1 AWS Batch Run

Go to the RMD, PDF, or HTML version of this file. Go back to Python Code Examples Repository (bookdown site) or the pyfan Package (API).

1.1 Preparing a Docker Image and a Python Function for Batch Array Job

We want to set-up a function that can be used jointly with AWS Batch Array. With Batch Array, can run many simulations concurrently. All simulations might only differ in random seed for drawing shocks. This requires setting up the proper dockerfile as well as modifying the python function that we want to invoke slightly.

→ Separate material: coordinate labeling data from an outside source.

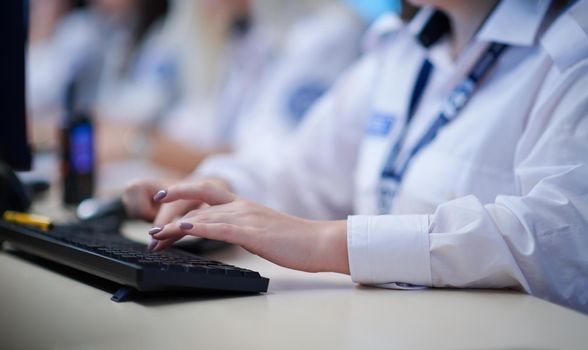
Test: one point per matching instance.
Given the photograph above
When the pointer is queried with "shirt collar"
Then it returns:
(382, 28)
(513, 22)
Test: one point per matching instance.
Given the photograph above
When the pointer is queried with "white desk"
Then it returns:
(41, 308)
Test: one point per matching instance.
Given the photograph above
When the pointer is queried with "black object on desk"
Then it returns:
(112, 256)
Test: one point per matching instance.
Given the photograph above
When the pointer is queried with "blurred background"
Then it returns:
(125, 89)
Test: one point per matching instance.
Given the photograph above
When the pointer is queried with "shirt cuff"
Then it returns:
(389, 249)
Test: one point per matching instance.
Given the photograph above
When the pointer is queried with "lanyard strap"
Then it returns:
(458, 98)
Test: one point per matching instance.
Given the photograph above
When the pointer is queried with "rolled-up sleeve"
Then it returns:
(389, 248)
(536, 241)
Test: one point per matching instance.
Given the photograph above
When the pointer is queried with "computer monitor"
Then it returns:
(14, 148)
(15, 153)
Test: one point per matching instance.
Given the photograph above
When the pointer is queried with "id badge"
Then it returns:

First, create and push a docker image, see this dockerfile. Following the AWS ECR instructions, this registers a docker image in AWS ECR with a URI: XXXX7367XXXX.dkr.ecr.us-east-1.amazonaws.com/fanconda

The dockerfile has for CMD: CMD [“python”, “/pyfan/pyfan/graph/exa/scatterline3.py”]. This runs the function scatterline3.

Second, the scatterline3 function checks if AWS_BATCH_JOB_ARRAY_INDEX is in the os.environ. AWS_BATCH_JOB_ARRAY_INDEX, if exists, is used as a random seed to generate data for the graph. When the function is run in a docker container via batch, the function saves the graph output to a bucket in AWS s3. The pushing the s3 is achieved by pyfan.aws.general.path.py.

In the batch job, when arrayProperties = {‘size’: 10}, this will generate AWS_BATCH_JOB_ARRAY_INDEX from 1 through 10 in 10 sub-tasks of a single batch task. These AWS_BATCH_JOB_ARRAY_INDEX could be used as different random seeds, and could be used as folder suffixes.

Here, the scatterline3 function generates a graph, that will be stored for testing purpose in pyfan_gph_scatter_line_rand folder of fans3testbucket bucket, the images saved has seed_0.png, seed_1.png, …, seed_10.png as names when arrayProperties = {‘size’: 10}.

1.2 Register A Batch Job Definition

Given the docker image we created: XXXX7367XXXX.dkr.ecr.us-east-1.amazonaws.com/fanconda, we can use this to register a batch job.

  1. computing requirements: memory and cpu: vCpus = 1 and Memory=7168 for example
  2. which container to pull from (ECR): List the image name: XXXX7367XXXX.dkr.ecr.us-east-1.amazonaws.com/fanconda for example
  3. job role ARN: arn:aws:iam::XXXX7367XXXX:role/ecsExecutionRole to allow for proper in and out from and to the container.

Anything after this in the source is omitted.